At 250 mg/kg, absolute and relative food consumption was reduced from start of treatment onwards up to Day 23 post-coitum. Concurrent body weight loss on Day 9 post-coitum (after 3 days of treatment) and reduced body weight gain between Day 13 and 23 post-coitum were also noted. From Day 23 and 26 post-coitum onwards absolute body weight and body weight gain were within the range of the control group, respectively. Body weight gain corrected for weight of the gravid uterus was unaffected by treatment up to 250 mg/kg bw/day.

The combination of calm behavior, ranging from slight to moderate severity, and reduced food consumption with concurrent body weight effects at 250 mg/kg was considered treatment related and adverse.

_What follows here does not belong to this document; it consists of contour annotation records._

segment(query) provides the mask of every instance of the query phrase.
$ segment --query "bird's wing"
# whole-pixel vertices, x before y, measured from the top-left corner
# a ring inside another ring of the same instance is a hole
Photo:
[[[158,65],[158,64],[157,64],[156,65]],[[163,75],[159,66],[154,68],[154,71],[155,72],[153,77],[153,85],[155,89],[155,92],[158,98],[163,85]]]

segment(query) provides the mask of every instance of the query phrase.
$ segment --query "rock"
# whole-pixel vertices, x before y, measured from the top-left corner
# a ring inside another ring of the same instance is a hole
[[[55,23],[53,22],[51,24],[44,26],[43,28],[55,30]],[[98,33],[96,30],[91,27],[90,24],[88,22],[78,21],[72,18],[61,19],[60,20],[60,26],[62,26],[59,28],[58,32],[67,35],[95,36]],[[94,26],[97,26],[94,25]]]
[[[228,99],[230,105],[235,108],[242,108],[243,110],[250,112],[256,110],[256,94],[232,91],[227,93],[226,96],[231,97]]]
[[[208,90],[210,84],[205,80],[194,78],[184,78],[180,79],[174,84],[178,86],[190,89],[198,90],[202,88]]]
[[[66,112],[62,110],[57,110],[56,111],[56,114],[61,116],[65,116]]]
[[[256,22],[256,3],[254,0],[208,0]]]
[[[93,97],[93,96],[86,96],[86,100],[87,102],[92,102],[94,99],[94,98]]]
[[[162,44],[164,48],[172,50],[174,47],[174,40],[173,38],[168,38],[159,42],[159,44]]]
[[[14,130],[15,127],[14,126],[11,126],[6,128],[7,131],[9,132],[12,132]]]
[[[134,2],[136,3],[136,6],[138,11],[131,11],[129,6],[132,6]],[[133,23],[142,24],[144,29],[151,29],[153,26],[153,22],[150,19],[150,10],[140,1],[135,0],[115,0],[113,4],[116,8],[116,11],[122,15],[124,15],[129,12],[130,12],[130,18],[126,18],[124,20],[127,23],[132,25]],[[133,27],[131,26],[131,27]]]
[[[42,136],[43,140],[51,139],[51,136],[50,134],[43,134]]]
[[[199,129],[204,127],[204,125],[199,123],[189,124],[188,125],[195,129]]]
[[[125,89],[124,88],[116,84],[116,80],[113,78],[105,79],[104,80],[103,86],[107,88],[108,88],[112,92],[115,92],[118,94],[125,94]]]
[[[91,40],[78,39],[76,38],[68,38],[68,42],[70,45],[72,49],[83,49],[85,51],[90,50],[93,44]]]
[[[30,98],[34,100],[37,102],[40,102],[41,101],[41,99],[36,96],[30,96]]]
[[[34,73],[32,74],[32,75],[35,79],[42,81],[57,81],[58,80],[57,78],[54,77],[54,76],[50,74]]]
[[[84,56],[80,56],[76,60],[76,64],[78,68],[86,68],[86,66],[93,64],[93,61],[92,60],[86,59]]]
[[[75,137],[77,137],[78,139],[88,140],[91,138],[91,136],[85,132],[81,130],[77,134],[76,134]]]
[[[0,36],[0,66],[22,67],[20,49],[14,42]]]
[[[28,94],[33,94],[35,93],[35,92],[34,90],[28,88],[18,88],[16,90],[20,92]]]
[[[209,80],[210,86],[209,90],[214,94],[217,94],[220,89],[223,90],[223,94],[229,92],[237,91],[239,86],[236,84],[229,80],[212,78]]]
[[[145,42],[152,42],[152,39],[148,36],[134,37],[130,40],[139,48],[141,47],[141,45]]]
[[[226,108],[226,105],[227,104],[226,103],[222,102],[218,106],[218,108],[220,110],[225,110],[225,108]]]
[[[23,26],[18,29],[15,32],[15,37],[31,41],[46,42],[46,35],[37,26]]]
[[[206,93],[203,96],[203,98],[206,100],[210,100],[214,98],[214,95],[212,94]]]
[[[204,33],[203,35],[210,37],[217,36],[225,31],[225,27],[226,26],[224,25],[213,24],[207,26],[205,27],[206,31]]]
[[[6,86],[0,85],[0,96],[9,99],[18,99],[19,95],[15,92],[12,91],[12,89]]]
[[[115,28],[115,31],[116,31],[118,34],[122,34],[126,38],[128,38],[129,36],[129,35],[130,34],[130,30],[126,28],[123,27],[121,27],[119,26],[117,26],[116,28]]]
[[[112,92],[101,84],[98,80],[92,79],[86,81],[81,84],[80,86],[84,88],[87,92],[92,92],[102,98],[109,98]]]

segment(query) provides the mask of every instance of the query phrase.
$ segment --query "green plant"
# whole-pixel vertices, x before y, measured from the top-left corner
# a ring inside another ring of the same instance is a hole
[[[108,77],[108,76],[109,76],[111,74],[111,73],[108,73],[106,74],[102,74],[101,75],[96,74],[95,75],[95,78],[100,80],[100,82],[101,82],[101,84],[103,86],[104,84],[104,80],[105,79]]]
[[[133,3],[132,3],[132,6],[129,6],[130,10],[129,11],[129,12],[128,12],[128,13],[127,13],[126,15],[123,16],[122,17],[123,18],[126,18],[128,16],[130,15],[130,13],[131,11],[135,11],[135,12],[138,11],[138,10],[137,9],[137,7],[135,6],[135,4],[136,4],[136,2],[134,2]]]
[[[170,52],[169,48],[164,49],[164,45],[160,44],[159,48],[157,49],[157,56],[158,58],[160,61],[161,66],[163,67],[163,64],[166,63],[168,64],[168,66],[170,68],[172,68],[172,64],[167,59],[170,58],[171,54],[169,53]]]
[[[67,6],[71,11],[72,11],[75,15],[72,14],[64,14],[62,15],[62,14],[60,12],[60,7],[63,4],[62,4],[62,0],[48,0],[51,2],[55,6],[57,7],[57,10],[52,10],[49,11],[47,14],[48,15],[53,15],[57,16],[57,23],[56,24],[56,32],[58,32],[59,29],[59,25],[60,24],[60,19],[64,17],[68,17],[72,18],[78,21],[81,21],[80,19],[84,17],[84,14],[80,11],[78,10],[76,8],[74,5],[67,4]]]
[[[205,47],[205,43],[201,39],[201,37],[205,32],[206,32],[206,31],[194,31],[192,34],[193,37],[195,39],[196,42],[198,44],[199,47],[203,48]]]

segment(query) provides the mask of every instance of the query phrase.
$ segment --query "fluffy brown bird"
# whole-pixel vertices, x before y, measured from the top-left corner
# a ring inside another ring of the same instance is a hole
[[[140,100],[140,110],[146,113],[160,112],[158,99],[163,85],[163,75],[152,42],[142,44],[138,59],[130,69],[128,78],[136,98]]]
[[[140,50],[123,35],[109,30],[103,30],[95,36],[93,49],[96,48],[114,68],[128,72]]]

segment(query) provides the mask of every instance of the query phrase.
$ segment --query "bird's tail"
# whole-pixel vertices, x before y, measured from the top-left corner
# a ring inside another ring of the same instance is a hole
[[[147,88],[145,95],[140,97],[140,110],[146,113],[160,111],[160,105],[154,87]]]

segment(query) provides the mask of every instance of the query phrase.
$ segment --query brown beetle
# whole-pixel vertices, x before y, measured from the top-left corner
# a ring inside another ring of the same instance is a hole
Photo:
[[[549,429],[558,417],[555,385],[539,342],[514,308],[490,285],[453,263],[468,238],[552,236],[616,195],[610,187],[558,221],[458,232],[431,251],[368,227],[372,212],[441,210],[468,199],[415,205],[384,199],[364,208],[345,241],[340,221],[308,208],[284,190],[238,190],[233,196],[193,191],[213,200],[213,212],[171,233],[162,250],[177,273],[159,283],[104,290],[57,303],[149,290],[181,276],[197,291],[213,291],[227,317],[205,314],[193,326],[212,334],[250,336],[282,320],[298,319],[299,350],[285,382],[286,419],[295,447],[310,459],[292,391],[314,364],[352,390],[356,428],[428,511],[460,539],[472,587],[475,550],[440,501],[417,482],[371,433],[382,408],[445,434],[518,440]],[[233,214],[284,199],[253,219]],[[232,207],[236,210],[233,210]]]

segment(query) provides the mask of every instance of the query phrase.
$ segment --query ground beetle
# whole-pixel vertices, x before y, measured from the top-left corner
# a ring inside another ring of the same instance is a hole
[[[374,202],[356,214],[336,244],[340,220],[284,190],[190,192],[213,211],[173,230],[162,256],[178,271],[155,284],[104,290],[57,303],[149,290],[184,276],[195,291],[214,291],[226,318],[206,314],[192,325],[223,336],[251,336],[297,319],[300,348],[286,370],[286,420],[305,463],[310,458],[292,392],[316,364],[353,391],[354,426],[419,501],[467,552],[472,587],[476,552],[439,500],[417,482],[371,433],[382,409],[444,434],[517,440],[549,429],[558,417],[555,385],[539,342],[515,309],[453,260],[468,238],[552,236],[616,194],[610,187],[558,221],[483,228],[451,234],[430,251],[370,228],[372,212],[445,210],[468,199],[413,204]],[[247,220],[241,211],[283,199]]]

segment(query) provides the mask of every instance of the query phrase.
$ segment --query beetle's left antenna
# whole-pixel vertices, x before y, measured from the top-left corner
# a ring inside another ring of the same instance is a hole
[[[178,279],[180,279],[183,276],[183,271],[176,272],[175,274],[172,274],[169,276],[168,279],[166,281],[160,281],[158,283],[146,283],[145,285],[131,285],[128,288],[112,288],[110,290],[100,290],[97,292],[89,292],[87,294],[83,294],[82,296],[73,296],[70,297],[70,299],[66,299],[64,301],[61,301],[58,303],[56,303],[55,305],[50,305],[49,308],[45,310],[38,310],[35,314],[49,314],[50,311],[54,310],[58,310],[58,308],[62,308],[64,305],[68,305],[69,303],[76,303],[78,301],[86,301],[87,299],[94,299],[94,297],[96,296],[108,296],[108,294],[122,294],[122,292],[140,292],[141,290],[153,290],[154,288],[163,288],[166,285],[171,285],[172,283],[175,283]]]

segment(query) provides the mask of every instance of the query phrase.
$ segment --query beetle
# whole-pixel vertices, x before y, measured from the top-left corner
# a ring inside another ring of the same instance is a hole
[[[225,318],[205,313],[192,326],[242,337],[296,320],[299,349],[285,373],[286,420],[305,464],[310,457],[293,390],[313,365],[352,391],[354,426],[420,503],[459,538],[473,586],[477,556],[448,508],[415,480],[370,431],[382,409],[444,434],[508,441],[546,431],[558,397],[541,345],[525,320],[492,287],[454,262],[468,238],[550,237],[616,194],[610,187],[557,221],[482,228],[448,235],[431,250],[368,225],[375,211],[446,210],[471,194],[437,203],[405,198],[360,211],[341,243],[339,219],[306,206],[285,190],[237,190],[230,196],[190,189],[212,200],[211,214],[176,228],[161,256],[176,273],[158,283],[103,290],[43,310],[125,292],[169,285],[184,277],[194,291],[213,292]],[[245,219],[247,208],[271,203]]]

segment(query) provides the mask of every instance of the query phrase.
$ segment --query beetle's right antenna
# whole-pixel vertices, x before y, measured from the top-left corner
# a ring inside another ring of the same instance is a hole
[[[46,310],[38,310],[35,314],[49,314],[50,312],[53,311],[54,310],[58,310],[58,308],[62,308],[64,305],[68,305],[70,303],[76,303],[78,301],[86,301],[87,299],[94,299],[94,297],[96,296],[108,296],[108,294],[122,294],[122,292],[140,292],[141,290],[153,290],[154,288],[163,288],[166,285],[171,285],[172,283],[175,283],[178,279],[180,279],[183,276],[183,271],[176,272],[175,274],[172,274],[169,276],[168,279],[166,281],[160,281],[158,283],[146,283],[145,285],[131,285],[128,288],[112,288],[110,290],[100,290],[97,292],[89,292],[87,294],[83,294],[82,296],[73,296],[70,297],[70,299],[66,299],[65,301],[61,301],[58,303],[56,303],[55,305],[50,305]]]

No adverse effects on development were observed in the 30, 80 and 250 mg/kg groups. An increased incidence of non-adverse treatment related variations (i.e. 13th full ribs and caudal shift of the pelvic girdle) was noted at 250 mg/kg.

Based on the results in this prenatal developmental toxicity study the maternal No Observed Adverse Effect Level (NOAEL) for Triethyl phosphate was established as being 80 mg/kg bw/day based on calm behavior, reduced food consumption and transient body weight effects at 250 mg/kg bw/day. The developmental NOAEL was determined to be at least 250 mg/kg bw/day.

Justification for classification or non-classification

Based on a weight of evidence evaluation of the available data for reproduction toxicity and Guideline-compliant developmental toxicity studies on rats and rabbits a classification for fertility and/or developmental toxicity according to EU Regulation 1272/2008 is not warranted.